A. GÖLPINARLI :
Haber ver kullarıma, şüphe yok ki ben suçları örterim, rahîmim.
ADEM UĞUR :
(Resûlüm!) Kullarıma, benim, çok bağışlayıcı ve pek esirgeyici olduğumu haber ver.
ALİ FIKRİ YAVUZ :
(Ey Rasûlüm), kullarıma haber ver ki, gerçekten ben Gafûr’um, Rahîm’im.
BEKİR SADAK :
(49-50) Kullarima Benim bagislayan, merhamet eden oldugumu, azabimin can yakici bir azap oldugunu haber ver.
CELAL YILDIRIM :
(49-50) Kullarıma haber ver ki, gerçekten ben, evet ben, çok bağışlayan, çok merhamet edenim ve doğrusu azabım da çok elem verici bir azâbdır.
DİYANET :
(49-50) Ey Muhammed! Kullarıma, benim elbette çok bağışlayıcı, çok merhametli olduğumu, azabımın da elem dolu azap olduğunu haber ver.
DİYANET VAKFI :
(Resûlüm!) Kullarıma, benim, çok bağışlayıcı ve pek esirgeyici olduğumu haber ver.
DİYANET İSLERİ :
Kullarıma Benim bağışlayan, merhamet eden olduğumu, azabımın can yakıcı bir azap olduğunu haber ver.
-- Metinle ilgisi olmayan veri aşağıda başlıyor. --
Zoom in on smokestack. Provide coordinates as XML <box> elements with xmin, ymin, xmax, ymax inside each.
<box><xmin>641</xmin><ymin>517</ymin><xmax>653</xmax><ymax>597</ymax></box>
ELMALILI M. HAMDİ (ORJİNAL):
Haber ver kullarıma ki hakıkat ben, benim öyle gafur, öyle rahîm
ELMALILI M. HAMDİ (SADE.) :
Kullarıma haber ver, benim gerçekten çok bağışlayan ve merhamet eden olduğumu;
GÜLTEKİN ONAN :
Haber ver kullarıma; şüphesiz ben, ben bağışlayanım, esirgeyenim.
H. BASRİ ÇANTAY :
(Habîbim) kullarıma haber (i) ver ki: «Hakîkaten ben (evet) ben çok yarlığayıcı, kemâliyle esirgeyiciyim».
FİZİLAL :
Ey Muhammed, kullarıma haber ver ki, ben gerçekten affediciyim, merhametliyim.
MUHAMMET ESED :
Kullarıma, acıyan, esirgeyen gerçek bağışlayıcının Ben olduğumu anlat;
Ö NASUHİ BİLMEN :
(49-50) Kullarıma haber ver, Ben, şüphe yok ki Ben, yarlığayıcıyım, ziyâdesiyle esirgeciyim. Muhakkak ki, Benim azabım da o pek acıklı bir azaptır.
TEFHİMÜL KURAN :
Haber ver kullarıma; şüphesiz ben, ben bağışlayanım, esirgeyenim.
SÜLEYMAN ATEŞ :
(Ey Muhammed), kullarıma haber ver: İşte ben öyle bağışlayan, öyle esirgeyenim.
ŞABAN PİRİŞ :
-Kullarıma benim, çok bağışlayıcı ve merhametli olduğumu haber ver.